Synonymia (si-no-ni’-mi-a): In general, the use of several synonyms together to amplify or explain a given subject or term. A kind of repetition that adds emotional force or intellectual clarity. Synonymia often occurs in parallel fashion. The Latin synonym, interpretatio, suggests the expository and rational nature of this figure, while another Greek synonym, congeries, suggests the emotive possibilities of this figure.


Big, large, voluminous. That’s how I thought of my mind, somehow equating spaciousness with intelligence. I thought, the more room, the more intelligence. I thought my mind was like Grand Central Station in NYC. But then I realized Grand Central Station was like a toilet—filling and flushing over and over with noisy crowds of human beings, until it quieted at night, whittling down to the P.A. system’s solo announcements of arrivals and departures, offered to the trickle of people coming and going on the late night trains.

Then, I thought “Why do I need a metaphor for my mind anyway?” I was racking my brain, and in mid-rack I was startled. I was metaphorically subjecting my brain to a form of torture—the rack— invented c. 1420 “to extract confessions and incriminating information from suspected traitors, heretics, and conspirators.” I was now experiencing my mind as a rebellious, secret-keeping, traitor. But who was the “I” doing the torturing—inflicting pain on my mind and “racking” it to get it to tell me it’s hidden secrets, revelations, and insights, knowing full well that it could be lying to shield me from some unpalatable trait that I would otherwise manifest. Could it’s revelation change my life? What if I was a serial killer, inactive because I didn’t know I was one—saved by my lying mind’s sublime misdirection? It was almost like “I” was The Grand Inquisitor stretching my mind, until, it would snap and spill out the truth. It seemed like it would be similar to a malfunctioning washing machine flooding a laundromat floor with a foaming mess and offering freedom in an organic blend of scented powders.

The guy who sold me the little pink pill with Porky Pig imprinted on it, had assured me it was recreational, just what I needed to “see” and to answer the big questions. As far as I could see, I was asking questions, but I wasn’t able to see the value, or even possibility, of answering my own questions. The dangerous obsessions with the size of my head induced by the Porky Pig Pill were trickling into the workday when I was supposed to be a hairstylist, snipping and clipping my clientele—restoring their beauty, and sweeping up afterwards. To properly cut hair, I had to be in control—I could wreck somebody’s ‘look’ for a month with just, as they say, “A slip of the wrist.”
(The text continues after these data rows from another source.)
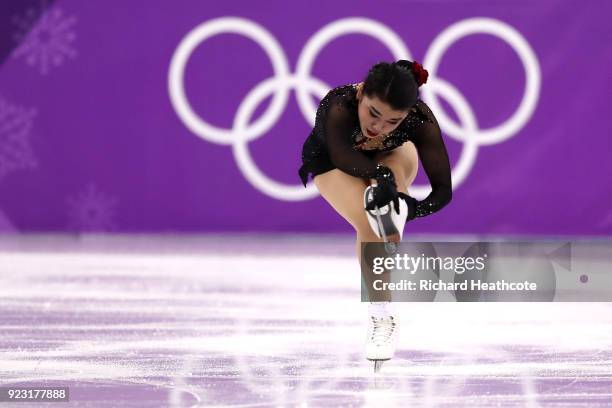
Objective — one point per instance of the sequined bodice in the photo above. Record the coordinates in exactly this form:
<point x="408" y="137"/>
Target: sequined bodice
<point x="335" y="143"/>
<point x="402" y="133"/>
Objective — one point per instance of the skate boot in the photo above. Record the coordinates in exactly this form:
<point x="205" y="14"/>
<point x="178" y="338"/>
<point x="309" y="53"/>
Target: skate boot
<point x="382" y="336"/>
<point x="385" y="221"/>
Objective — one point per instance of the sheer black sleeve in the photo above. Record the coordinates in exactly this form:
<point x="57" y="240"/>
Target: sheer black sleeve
<point x="434" y="158"/>
<point x="339" y="124"/>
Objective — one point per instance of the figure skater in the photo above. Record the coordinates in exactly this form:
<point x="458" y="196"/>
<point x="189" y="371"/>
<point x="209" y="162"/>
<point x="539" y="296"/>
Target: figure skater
<point x="363" y="156"/>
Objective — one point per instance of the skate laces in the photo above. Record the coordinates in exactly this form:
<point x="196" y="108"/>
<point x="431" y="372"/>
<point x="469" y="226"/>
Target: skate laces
<point x="382" y="329"/>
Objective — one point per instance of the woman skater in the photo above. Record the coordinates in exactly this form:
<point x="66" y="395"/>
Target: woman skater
<point x="374" y="133"/>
Today, my wrist was slipping. I had to make up new names for the hairstyle messes my errant wrists snipped and clipped into being: “Sideburn Ire,” “Boxcar Bangs,” and “Cranial Zig-Zag” are just a few. I pulled it off for a couple of hours, and had to go home so I could put my mind back on the rack. I got to my apartment. I unlocked the door and opened it. I wasn’t surprised. There was big fat man standing in my living room wearing a cheap, frayed, black Inquisitor’s suit. “You called?” he asked in a pleasant and cheerful voice, as if he had been invited to my birthday party. He sat on my couch and asked for something to drink. That’s when I noticed his portable rack set up in my bedroom. I got him a gin and tonic and headed for the bathroom where I could look in the mirror and see me seeing me, and find the “emergency come-down pills” my brother had given me in my Christmas stocking last year. They were guaranteed to stem the psychedelic tide. I slammed down five, and in minutes they started to take effect. I looked across the living room and the Inquisitor was starting to tile like a broken image streaming on a computer screen. Then, he disappeared. I was a little rattled by the glass left on the coffee table—“I put that there,” I told myself. I went into my bedroom to take a nap—this had been a harrowing day. But it wasn’t over: the portable torture rack was still sitting by the window. I folded it up a threw it out the window. It sounded like it landed with a dull thud on top of my wonderful neighbor Edwina. I ran downstairs. Edwina was dead. Somehow, the portable rack had become my bowling ball. It was embedded in the top of Edwina’s head. I am out on bail now and going on trial next week for negligent homicide. I am certain that my testimony and my doctor’s testimony will secure me a place in Gracie Square Hospital.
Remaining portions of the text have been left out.